Book Highway Economic Requirements System  HERS  Safety Model Assessment and Two Lane Urban Crash Model

Download or read book Highway Economic Requirements System HERS Safety Model Assessment and Two Lane Urban Crash Model written by John A. Volpe National Transportation Syste Center and published by Createspace Independent Publishing Platform. This book was released on 2014-01-21 with total page 90 pages. Available in PDF, EPUB and Kindle. Book excerpt: There are many reasons to be concerned with estimating the frequency and social costs of highway accidents, but most reasons are motivated by a desire to minimize these costs to the extent feasible. Competition for scarce resources is a practical necessity, and society seeks to apply those resources where they will do the most good. With highway crashes, given the high costs of mis-prediction in fatalities and injuries, sound information for prioritizing projects with limited funds is essential.

Book Development of Crash Imminent Test Scenarios for Integrated Vehicle Based Safety Systems  IVBSS

Download or read book Development of Crash Imminent Test Scenarios for Integrated Vehicle Based Safety Systems IVBSS written by Wassim Najm and published by Createspace Independent Publishing Platform. This book was released on 2007 with total page 62 pages. Available in PDF, EPUB and Kindle. Book excerpt: This report identifies crash imminent test scenarios based on common pre-crash scenarios for integrated vehicle-based safety systems that alert the driver of a light vehicle or a heavy truck to an impending rear-end, lane change, or run-off-road crash. Pre-crash scenarios describe vehicle movements and critical events immediately prior to the crash. The General Estimates System (GES) crash database was queried to distinguish common pre-crash scenarios for light vehicles (2003 GES) and heavy trucks (2000-2003 GES) in terms of their frequency of occurrence. Analysis of two-vehicle rear-end crashes revealed four dominant scenarios that accounted for 97 percent of light-vehicle crashes and 95 percent of heavy-truck crashes in which the subject vehicle was striking. Four scenarios were also identified from an analysis of two-vehicle lane change crashes, comprising 65 percent of light-vehicle crashes and 76 percent of heavy-truck crashes in which the subject vehicle was encroaching onto another vehicle in adjacent lanes. There were five single-vehicle, run-off-road scenarios representing 63 percent of light-vehicle crashes and 83 percent of heavy-truck crashes, excluding crashes caused by vehicle failure or evasive maneuver. An additional set of scenarios is proposed to address multiple threats from near simultaneous critical events. This report also provides a statistical description of individual scenarios in terms of their environmental factors, roadway geometry, and speed conditions.
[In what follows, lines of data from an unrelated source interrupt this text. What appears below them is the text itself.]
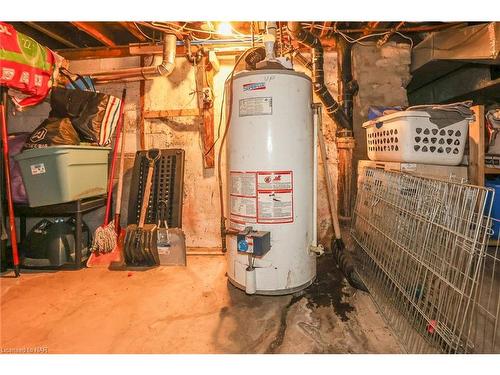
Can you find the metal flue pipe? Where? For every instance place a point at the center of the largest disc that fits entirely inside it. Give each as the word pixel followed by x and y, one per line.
pixel 333 108
pixel 164 69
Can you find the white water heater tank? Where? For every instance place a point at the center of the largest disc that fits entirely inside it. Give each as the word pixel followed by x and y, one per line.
pixel 271 180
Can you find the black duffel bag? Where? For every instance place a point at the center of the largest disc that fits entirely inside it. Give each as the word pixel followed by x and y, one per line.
pixel 94 115
pixel 53 132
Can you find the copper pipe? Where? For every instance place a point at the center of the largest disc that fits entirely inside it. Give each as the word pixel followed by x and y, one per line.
pixel 165 68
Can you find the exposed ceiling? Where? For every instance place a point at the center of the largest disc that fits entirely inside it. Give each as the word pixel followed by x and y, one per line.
pixel 70 35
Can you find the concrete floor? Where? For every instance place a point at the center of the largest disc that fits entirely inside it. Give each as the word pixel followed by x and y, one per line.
pixel 185 310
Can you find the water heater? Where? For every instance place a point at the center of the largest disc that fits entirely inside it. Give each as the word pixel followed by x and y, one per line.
pixel 271 197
Book Safety Data  Analysis  and Modeling

Download or read book Safety Data Analysis and Modeling written by and published by . This book was released on 2008 with total page 198 pages. Available in PDF, EPUB and Kindle. Book excerpt: TRB's Transportation Research Record: Journal of the Transportation Research Board, No. 2083 includes 22 papers that explore data-driven perspective on safety risk management, macrolevel annual safety performance measures, tool with road-level crash prediction for safety planning, congestion and number of lanes on urban freeways relationship to safety, accident modification factors, identifying hazardous road locations, identifying hot spots, and safety influence area for four-legged signalized intersections. This issue of the TRR also examines automated analysis of accident exposure, new simulation-based surrogate safety measure, hit-and-run crashes, speed limit increases' effect on injury severity, safety of curbs, proximity to intersections and injury severity of urban arterial crashes, nested logit model of traffic flow on freeway ramps, intelligent transportation system data for assessing freeway safety, vehicle time spent in following on two-lane rural roads, indirect associations in crash data, crash prediction models for rural highways, and methodology for identifying causal factors of accident severity.
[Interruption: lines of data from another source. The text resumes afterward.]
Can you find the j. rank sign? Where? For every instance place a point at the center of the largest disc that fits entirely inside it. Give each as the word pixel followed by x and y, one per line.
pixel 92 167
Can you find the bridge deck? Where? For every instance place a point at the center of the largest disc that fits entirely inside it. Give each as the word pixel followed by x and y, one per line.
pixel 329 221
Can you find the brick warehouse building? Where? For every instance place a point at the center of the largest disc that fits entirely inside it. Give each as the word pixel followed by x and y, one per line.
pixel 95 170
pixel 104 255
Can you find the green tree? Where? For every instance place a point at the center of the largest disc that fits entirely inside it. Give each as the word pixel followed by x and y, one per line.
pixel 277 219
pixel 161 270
Book Statistical Methods in Highway Safety Analysis

Download or read book Statistical Methods in Highway Safety Analysis written by Bhagwant Naraine Persaud and published by . This book was released on 2001 with total page 88 pages. Available in PDF, EPUB and Kindle. Book excerpt: TRB's National Cooperative Highway Research Program (NCHRP) Synthesis 295: Statistical Methods in Highway Safety Analysis focus on the type of safety analysis required to support traditional engineering functions, such as the identification of hazardous locations and the development and evaluation of countermeasures. Analyses related specifically to driver and vehicle safety are not covered, but some statistical methods used in these areas are of relevance and are summarized where appropriate.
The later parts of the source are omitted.